How come the more exciting a sport is, the more boring it is to watch?by Sam Leith / September 18, 2014 / Leave a comment
This column’s remit is, as its title suggests, on the wide side. But it seldom ventures into the world of sport. It has a note from its parents, this column. It is Off Games.
However. I have been puzzling over something, and it has to do with sport—or, at least, to do with the business of watching it. Blame it on a chance discussion about the pleasures of televised golf. This something is: how come the more exciting a sport is—the more of what TV people like to call “jeopardy” it contains—the more boring it is to watch?
Those sports that you might expect to be extremely exciting to be involved in—I mean, roughly, sports in which things move extremely fast, or are prone to explode, or in which there’s a better-than-average chance of the sportsman’s head coming loose from his or her body and turning into a pink mist during the course of the proceedings—are in practice the sports most likely to cause spectators to fall asleep.
Take Formula One. It is quite extraordinarily expensive, technologically bleeding-edge, requires superhuman levels of skill and concentration and, though not as dangerous as it once was, does still come with the implicit promise of life-threatening wipeouts. And is it fun? You might as well tether a couple of mosquitoes to your ear and sit watching an old gramophone record go round for an afternoon. I daresay there’s a certain amount of atmosphere if you’re trackside—the whiff of petrol; the steel breeze riffling Bernie Ecclestone’s hair; the chance to see a blur every minute or two—but basically the thing’s a bust.
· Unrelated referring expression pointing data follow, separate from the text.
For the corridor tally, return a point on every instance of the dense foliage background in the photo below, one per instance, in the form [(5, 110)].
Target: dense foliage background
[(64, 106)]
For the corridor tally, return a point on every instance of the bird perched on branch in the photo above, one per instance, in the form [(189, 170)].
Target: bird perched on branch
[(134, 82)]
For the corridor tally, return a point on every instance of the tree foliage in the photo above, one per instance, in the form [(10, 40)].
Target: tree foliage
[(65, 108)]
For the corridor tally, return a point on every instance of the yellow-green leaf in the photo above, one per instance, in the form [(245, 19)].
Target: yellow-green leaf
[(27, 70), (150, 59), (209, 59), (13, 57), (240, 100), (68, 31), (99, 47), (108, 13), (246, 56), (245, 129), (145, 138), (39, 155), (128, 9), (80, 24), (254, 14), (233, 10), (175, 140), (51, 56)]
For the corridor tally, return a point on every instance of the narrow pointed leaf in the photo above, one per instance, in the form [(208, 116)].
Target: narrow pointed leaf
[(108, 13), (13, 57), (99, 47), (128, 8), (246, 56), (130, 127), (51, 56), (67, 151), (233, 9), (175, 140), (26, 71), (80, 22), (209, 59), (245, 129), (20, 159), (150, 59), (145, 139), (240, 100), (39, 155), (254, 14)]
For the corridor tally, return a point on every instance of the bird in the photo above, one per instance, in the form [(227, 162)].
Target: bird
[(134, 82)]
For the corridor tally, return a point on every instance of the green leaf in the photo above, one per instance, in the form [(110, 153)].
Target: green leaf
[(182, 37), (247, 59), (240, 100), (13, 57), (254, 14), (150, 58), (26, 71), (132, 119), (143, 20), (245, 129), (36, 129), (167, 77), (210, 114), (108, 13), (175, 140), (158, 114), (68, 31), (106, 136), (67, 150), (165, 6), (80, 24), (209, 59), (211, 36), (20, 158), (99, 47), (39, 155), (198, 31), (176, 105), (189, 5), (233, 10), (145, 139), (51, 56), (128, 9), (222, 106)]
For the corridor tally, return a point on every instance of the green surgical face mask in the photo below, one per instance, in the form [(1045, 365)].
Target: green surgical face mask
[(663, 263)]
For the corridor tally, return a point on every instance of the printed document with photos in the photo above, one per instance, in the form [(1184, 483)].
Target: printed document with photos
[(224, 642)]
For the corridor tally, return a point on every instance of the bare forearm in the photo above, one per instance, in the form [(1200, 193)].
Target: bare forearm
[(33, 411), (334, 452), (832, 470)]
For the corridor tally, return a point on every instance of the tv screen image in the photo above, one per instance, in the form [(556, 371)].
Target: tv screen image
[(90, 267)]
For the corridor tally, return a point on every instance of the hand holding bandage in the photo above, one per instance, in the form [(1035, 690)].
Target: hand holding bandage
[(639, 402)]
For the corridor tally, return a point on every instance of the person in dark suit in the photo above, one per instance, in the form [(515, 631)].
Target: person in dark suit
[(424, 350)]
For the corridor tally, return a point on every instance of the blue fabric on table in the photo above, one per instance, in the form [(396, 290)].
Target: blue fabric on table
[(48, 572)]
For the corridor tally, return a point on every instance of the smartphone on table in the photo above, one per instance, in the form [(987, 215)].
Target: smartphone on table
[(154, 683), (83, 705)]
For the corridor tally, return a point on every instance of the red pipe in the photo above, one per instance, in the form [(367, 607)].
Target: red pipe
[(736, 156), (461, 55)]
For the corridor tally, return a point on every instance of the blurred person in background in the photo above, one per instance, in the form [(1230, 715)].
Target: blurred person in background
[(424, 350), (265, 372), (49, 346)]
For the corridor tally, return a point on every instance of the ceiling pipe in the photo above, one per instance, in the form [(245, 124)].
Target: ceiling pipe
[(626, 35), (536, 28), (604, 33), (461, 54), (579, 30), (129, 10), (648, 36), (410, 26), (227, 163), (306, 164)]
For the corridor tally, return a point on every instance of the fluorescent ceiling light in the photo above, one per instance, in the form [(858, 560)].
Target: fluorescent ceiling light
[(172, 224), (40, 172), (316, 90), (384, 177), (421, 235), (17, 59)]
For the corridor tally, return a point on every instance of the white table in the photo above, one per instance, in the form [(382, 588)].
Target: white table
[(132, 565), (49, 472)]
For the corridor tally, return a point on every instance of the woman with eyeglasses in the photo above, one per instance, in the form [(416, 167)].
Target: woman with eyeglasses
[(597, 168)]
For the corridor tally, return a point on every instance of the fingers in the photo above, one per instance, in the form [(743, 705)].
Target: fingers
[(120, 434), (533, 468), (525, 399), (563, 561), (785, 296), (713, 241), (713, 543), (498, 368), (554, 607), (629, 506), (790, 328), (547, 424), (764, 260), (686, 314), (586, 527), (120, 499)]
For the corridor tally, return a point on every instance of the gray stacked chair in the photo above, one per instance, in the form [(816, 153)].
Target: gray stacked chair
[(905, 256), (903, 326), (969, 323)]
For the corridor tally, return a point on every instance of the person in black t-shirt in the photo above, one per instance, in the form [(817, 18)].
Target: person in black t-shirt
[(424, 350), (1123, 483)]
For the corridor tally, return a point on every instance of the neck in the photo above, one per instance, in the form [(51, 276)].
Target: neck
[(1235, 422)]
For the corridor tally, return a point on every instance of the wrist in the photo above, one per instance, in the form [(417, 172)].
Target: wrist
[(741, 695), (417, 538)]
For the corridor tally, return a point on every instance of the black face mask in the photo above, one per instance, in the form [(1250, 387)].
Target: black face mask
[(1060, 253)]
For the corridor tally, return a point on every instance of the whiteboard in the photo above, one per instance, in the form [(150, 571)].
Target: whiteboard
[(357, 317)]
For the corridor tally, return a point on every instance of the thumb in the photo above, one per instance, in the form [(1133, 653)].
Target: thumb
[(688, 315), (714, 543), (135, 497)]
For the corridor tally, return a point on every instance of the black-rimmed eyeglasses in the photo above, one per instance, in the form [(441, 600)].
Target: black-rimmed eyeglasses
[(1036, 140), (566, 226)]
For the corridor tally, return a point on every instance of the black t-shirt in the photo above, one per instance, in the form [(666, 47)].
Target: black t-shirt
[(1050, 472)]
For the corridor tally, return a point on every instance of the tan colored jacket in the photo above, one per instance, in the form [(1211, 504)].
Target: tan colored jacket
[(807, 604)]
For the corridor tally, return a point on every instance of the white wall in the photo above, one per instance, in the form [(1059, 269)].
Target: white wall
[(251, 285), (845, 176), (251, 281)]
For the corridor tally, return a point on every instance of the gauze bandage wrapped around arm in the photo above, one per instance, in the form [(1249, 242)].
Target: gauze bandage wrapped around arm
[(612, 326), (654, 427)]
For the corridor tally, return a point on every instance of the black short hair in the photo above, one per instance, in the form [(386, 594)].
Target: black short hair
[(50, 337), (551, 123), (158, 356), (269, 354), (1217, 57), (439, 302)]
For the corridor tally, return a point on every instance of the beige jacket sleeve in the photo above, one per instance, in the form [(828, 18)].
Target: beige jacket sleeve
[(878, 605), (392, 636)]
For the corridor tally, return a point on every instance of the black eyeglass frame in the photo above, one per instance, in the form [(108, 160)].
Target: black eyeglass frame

Contrast, say, darts. Here is a game that is usually played in the pub. A “sport” in which type 2 diabetes and a mild alcohol problem are regarded as being at the very least no disadvantage, and in which nothing happens but some sweaty blokes in T-shirts standing at a line making the same arm movement over and over again while another sweaty bloke does some simple maths. The closest it gets to jeopardy is the possibility a dart might bounce out and make a small hole in someone’s toe—and that happens less often than you’d hope. Yet it is mesmerising. On the thunk of each dart—and they come handfuls of seconds apart—anything can turn. And yet that moment-to-moment tension is entirely compatible with the spectator’s hypnotically glassy calm.